$1 Billion in Medications for the Elderly May Be Wasted
October 18, 2001
Unused pills may account for more than $1 billion in drug costs among elderly Americans each year, according to a study in the Journal of Family Practice.
Thomas M. Morgan of the Yale University School of Medicine in New Haven, Conn., and associates interviewed 73 retirement-community residents aged 65 and older with full prescription-drug coverage. They also visited the participants' homes to take prescription-pill counts.
The investigators found wasted pills accounted for a little more than 2.3 percent of the residents' total yearly medication costs. Although the average individual cost of $30.47 was "modest," this per-person price tag adds up. Extrapolated to the whole U.S. elderly population, it suggests discarded or unused pills tops cost $1 billion annually.
The main causes of waste included:
- Resolution of the condition for which the medication was prescribed (37.4 percent).

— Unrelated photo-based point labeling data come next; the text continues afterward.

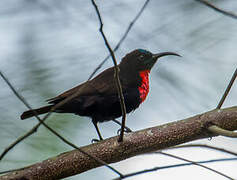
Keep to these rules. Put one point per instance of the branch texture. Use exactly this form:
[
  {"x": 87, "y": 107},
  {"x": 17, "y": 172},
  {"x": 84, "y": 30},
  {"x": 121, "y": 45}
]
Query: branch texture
[{"x": 135, "y": 143}]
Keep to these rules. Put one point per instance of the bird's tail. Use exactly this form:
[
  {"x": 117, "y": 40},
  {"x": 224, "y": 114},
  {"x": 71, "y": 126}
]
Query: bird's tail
[{"x": 30, "y": 113}]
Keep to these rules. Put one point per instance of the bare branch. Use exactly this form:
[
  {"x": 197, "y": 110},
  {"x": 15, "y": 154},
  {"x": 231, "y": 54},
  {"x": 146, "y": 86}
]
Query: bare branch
[
  {"x": 227, "y": 90},
  {"x": 116, "y": 74},
  {"x": 139, "y": 142},
  {"x": 230, "y": 14},
  {"x": 122, "y": 39}
]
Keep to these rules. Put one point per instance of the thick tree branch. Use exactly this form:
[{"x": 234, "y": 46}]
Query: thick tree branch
[{"x": 139, "y": 142}]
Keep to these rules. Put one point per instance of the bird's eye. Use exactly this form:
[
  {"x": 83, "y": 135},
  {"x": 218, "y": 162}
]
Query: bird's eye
[{"x": 141, "y": 57}]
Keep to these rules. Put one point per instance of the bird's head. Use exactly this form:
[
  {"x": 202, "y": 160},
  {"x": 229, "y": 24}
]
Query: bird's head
[{"x": 141, "y": 59}]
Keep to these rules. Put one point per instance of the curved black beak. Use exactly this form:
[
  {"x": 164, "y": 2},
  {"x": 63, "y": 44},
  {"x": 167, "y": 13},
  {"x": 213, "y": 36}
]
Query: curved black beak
[{"x": 158, "y": 55}]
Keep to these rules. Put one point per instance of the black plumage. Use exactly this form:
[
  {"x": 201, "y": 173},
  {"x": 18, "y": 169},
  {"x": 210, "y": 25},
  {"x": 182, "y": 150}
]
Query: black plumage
[{"x": 99, "y": 97}]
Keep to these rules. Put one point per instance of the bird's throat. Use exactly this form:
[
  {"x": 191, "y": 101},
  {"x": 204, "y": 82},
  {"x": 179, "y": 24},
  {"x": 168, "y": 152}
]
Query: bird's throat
[{"x": 144, "y": 87}]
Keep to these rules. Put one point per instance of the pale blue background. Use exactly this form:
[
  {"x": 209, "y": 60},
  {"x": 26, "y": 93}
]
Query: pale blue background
[{"x": 48, "y": 46}]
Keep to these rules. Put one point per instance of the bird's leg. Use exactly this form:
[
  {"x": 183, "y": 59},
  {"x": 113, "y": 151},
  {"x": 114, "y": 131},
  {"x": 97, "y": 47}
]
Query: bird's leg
[
  {"x": 127, "y": 130},
  {"x": 98, "y": 132}
]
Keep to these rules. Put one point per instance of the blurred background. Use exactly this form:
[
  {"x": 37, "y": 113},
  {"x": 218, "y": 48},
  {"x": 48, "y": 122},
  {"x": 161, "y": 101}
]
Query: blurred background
[{"x": 48, "y": 46}]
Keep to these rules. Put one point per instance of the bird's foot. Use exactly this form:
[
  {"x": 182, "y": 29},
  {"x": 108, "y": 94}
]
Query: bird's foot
[
  {"x": 96, "y": 140},
  {"x": 126, "y": 130}
]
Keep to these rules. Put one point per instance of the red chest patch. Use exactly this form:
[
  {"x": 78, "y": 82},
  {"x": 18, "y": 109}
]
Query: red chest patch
[{"x": 144, "y": 87}]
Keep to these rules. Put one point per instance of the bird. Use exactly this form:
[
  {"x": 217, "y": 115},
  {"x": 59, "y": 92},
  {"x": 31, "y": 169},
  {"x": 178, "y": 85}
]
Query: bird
[{"x": 99, "y": 98}]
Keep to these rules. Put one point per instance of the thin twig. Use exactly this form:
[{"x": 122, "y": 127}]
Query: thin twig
[
  {"x": 53, "y": 131},
  {"x": 116, "y": 73},
  {"x": 203, "y": 146},
  {"x": 195, "y": 163},
  {"x": 223, "y": 132},
  {"x": 34, "y": 129},
  {"x": 227, "y": 90},
  {"x": 122, "y": 39},
  {"x": 230, "y": 14},
  {"x": 175, "y": 166}
]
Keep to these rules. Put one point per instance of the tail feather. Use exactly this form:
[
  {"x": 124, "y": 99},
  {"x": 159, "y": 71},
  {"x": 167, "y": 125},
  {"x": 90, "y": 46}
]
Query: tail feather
[{"x": 30, "y": 113}]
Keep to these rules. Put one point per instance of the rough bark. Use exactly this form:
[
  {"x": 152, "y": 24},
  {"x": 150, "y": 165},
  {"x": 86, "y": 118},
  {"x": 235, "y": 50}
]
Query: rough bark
[{"x": 139, "y": 142}]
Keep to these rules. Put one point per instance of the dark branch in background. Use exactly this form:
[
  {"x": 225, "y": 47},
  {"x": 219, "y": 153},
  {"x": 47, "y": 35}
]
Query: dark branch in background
[
  {"x": 116, "y": 74},
  {"x": 195, "y": 163},
  {"x": 204, "y": 146},
  {"x": 35, "y": 128},
  {"x": 135, "y": 143},
  {"x": 198, "y": 163},
  {"x": 122, "y": 39},
  {"x": 175, "y": 166},
  {"x": 227, "y": 90},
  {"x": 53, "y": 131},
  {"x": 230, "y": 14}
]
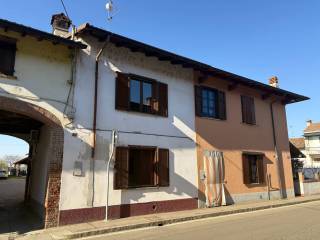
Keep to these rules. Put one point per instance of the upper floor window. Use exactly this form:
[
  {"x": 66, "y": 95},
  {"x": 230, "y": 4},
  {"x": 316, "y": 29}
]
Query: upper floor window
[
  {"x": 253, "y": 169},
  {"x": 248, "y": 110},
  {"x": 7, "y": 56},
  {"x": 140, "y": 94},
  {"x": 210, "y": 103},
  {"x": 140, "y": 166}
]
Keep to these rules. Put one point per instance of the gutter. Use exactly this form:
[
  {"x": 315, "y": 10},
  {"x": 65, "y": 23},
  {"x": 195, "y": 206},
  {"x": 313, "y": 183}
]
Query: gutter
[{"x": 95, "y": 99}]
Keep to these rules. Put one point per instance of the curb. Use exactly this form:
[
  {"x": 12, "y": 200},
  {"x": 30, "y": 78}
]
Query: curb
[{"x": 178, "y": 220}]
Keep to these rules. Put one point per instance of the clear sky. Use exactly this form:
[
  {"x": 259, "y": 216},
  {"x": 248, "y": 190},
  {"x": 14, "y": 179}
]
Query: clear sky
[{"x": 256, "y": 39}]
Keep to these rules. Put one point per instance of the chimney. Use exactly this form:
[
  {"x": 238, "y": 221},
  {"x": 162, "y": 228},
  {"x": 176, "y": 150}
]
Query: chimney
[
  {"x": 60, "y": 24},
  {"x": 273, "y": 81},
  {"x": 309, "y": 122}
]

- Patient-perceived ineffectiveness (22.6 percent).
- Prescription change by the physician (15.8 percent).
- Patient-perceived adverse effects (14.4 percent).

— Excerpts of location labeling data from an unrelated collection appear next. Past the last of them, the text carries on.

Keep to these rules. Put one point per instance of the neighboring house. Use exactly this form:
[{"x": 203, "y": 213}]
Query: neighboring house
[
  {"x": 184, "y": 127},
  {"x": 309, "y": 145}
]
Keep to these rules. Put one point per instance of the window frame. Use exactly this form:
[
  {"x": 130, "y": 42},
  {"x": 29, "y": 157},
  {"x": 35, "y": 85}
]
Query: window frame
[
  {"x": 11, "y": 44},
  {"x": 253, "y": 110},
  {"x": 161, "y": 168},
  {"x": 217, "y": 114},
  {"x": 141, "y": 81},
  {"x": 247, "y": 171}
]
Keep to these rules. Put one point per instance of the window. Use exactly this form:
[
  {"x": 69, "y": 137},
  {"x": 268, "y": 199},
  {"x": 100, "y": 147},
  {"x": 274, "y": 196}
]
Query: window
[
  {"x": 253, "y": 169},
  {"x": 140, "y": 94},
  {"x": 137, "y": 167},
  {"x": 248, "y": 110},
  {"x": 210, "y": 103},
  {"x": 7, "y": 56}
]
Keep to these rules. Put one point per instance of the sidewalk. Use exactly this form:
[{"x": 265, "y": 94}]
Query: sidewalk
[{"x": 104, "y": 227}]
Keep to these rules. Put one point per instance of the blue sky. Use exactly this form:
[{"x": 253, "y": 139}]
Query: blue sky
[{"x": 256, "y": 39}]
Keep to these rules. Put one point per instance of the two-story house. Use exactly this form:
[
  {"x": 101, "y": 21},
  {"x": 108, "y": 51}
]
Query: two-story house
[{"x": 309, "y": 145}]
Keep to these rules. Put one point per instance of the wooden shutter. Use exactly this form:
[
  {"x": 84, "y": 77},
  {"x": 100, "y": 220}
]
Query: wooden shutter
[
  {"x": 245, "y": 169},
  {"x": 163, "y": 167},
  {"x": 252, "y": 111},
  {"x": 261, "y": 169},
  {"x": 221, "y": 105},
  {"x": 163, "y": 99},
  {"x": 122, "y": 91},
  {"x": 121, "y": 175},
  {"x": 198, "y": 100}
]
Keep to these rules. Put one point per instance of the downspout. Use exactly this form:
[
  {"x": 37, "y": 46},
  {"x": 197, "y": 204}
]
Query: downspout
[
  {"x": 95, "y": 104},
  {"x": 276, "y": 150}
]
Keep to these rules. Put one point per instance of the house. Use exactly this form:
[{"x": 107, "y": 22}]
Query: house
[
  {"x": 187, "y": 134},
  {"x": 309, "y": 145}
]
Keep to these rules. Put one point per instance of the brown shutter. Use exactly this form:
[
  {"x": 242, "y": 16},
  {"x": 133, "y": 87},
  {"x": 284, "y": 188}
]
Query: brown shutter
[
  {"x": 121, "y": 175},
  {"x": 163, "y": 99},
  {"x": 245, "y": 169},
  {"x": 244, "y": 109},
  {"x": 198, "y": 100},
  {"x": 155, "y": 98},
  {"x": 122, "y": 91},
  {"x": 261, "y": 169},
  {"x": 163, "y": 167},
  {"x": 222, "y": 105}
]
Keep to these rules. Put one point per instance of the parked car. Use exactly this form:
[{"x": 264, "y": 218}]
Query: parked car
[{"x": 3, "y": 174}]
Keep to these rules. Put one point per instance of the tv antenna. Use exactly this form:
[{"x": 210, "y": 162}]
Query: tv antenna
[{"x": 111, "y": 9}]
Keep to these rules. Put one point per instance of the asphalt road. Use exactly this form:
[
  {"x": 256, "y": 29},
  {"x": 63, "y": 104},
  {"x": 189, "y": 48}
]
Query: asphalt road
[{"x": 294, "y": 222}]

Antibiotics, high blood pressure medication and benzodiazepines -- a drug class that includes treatments for anxiety and insomnia -- were the most frequently wasted drugs. Drugs for acute conditions, rather than chronic illnesses, appeared to account for most of the unused medication, according to Morgan.
Source: Thomas M. Morgan, "The Economic Impact of Wasted Prescription Medication in an Outpatient Population of Older Adults," Journal of Family Practice, September 2001; "Wasted Medications May Cost More Than $1 Billion a Year," Reuters Health, October 11, 2001.